Sometimes people come into therapy with experiences they might describe as emptiness. This can mean different things. It may be connected to early experiences of not feeling held, seen, or supported, and can carry fear, loneliness, or disconnection. These experiences often need careful attention and processing within a safe relationship. This is different from the kind of “emptiness” often described in spiritual traditions, which tends to point more towards a sense of openness or spaciousness. Without support, it can be easy to confuse the two, or to move too quickly away from painful experience in search of something more peaceful or detached. Part of the work in therapy is to stay with what has not yet been processed, so that it can begin to shift. When this happens, there can be moments where something softens, where grief is felt, where there is a sense of letting go, or where a person feels more connected to themselves and their experience.
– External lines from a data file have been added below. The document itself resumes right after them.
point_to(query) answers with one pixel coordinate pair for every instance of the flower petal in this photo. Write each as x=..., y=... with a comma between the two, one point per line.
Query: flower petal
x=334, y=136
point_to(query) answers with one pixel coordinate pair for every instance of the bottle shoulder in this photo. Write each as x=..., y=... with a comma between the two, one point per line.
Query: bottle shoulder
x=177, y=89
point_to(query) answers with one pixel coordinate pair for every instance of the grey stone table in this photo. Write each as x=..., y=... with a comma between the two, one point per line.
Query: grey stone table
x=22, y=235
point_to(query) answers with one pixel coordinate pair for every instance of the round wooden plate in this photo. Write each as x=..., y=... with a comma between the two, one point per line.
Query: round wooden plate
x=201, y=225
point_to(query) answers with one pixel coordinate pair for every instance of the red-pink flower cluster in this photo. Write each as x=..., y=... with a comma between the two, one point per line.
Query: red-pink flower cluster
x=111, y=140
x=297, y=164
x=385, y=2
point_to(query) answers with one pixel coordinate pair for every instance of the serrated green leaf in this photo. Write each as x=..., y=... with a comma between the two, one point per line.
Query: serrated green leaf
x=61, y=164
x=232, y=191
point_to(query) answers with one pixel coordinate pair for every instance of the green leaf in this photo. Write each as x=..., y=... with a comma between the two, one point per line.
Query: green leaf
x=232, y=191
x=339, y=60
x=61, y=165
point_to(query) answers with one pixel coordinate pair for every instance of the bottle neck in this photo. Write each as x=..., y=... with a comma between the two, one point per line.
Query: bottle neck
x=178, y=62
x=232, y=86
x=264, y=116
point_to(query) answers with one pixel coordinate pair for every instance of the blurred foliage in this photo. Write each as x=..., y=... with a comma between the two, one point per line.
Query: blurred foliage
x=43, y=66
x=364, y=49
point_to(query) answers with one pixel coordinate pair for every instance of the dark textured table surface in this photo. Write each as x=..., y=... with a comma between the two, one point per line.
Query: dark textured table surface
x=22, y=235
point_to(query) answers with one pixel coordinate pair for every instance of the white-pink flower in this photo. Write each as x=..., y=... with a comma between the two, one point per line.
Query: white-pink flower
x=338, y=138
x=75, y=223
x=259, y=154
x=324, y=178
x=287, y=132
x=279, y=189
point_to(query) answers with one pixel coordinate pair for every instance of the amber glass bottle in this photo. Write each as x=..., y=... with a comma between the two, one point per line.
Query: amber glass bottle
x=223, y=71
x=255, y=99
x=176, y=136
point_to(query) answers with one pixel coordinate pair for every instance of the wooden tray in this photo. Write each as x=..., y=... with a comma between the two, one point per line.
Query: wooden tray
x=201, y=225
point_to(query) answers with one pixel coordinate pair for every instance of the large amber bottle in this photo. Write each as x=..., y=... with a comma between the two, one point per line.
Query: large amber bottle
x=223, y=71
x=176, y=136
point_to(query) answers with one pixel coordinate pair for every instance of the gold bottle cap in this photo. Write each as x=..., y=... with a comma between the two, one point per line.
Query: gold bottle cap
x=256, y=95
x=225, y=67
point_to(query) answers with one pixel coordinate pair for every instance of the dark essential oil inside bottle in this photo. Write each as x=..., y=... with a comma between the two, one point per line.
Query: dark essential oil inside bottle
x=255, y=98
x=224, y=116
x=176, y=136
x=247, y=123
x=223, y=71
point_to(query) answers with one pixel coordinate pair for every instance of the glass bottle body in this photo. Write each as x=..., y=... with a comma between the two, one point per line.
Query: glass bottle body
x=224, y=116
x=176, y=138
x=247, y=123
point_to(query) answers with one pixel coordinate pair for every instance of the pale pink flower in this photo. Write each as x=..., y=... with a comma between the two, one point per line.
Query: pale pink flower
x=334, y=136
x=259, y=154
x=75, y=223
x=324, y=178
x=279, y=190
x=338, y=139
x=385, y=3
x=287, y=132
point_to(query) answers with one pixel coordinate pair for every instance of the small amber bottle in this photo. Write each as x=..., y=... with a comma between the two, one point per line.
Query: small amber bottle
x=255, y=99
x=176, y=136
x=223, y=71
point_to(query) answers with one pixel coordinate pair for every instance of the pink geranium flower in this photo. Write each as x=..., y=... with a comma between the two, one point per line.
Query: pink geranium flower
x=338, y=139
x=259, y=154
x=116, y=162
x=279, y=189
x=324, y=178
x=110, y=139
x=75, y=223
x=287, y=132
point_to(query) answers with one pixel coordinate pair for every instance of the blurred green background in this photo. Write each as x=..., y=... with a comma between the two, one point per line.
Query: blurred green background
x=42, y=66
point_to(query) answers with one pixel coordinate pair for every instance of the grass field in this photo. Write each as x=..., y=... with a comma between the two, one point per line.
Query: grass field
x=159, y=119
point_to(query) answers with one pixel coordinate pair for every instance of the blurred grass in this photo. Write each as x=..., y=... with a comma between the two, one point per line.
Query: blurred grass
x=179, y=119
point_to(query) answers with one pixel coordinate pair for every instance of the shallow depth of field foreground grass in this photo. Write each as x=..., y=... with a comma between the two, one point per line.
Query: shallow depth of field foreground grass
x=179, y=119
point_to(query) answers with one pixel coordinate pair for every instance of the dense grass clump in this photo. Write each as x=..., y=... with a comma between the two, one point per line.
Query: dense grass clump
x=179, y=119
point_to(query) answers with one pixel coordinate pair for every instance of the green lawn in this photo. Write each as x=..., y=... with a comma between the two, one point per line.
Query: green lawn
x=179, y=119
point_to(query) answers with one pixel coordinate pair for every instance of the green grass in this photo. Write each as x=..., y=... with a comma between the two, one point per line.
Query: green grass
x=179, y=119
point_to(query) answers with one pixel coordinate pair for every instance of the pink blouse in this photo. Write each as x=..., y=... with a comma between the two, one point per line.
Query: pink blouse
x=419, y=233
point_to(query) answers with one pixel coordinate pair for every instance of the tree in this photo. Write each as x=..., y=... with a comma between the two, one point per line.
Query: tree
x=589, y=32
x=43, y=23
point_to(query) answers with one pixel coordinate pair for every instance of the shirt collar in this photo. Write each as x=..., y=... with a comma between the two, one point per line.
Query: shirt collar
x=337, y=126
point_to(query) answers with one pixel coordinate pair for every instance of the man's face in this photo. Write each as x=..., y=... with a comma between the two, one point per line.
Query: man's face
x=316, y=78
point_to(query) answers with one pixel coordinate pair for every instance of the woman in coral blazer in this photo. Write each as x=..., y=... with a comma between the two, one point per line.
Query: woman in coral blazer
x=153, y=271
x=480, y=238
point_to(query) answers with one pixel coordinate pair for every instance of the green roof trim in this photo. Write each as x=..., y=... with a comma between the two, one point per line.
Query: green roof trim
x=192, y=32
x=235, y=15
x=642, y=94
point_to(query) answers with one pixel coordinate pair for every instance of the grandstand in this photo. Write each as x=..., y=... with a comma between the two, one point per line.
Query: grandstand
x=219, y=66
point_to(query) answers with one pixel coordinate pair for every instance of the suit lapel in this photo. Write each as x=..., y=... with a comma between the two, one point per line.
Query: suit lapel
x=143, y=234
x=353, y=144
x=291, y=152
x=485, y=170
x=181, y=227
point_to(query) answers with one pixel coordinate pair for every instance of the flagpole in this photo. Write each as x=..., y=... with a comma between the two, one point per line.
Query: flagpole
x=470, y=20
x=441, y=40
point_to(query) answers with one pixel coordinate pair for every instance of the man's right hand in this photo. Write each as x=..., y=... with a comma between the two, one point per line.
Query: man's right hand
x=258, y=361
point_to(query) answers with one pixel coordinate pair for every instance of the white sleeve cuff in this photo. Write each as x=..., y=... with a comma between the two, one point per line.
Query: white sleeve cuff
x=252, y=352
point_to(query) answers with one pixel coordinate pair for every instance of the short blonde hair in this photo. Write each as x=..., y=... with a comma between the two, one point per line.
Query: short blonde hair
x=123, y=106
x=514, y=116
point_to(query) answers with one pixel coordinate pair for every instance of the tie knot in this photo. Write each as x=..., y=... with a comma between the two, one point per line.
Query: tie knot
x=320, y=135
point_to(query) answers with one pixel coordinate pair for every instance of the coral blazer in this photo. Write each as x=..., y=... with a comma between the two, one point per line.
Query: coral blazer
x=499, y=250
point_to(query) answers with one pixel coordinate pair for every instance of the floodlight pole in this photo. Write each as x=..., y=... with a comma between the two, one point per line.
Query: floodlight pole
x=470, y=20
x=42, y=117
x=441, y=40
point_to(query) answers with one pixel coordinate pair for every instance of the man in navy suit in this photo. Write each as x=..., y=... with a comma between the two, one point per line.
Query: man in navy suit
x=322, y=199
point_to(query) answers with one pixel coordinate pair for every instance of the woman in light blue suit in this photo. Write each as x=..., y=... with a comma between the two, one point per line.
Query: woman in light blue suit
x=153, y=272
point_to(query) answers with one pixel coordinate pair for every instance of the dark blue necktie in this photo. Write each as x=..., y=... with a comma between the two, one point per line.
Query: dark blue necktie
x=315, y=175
Grief, in particular, can open something important. It brings us into contact with loss, but also with care, attachment, and what has mattered. It can deepen our capacity to feel, and to stay present with what is real. Working in this way is not about reaching a particular state or becoming free from difficulty. It is more about developing the capacity to be with experience as it is, and to live with greater awareness and responsiveness. Over time, this can lead to a different relationship with thoughts, feelings, and patterns. There may be more space around them, and less need to be driven by them. This does not remove the challenges of being human, but it can change how those challenges are met.

For me, psychotherapy and spirituality meet in this ongoing process, of staying with experience, of allowing what is present, and of being in relationship, both with oneself and with another.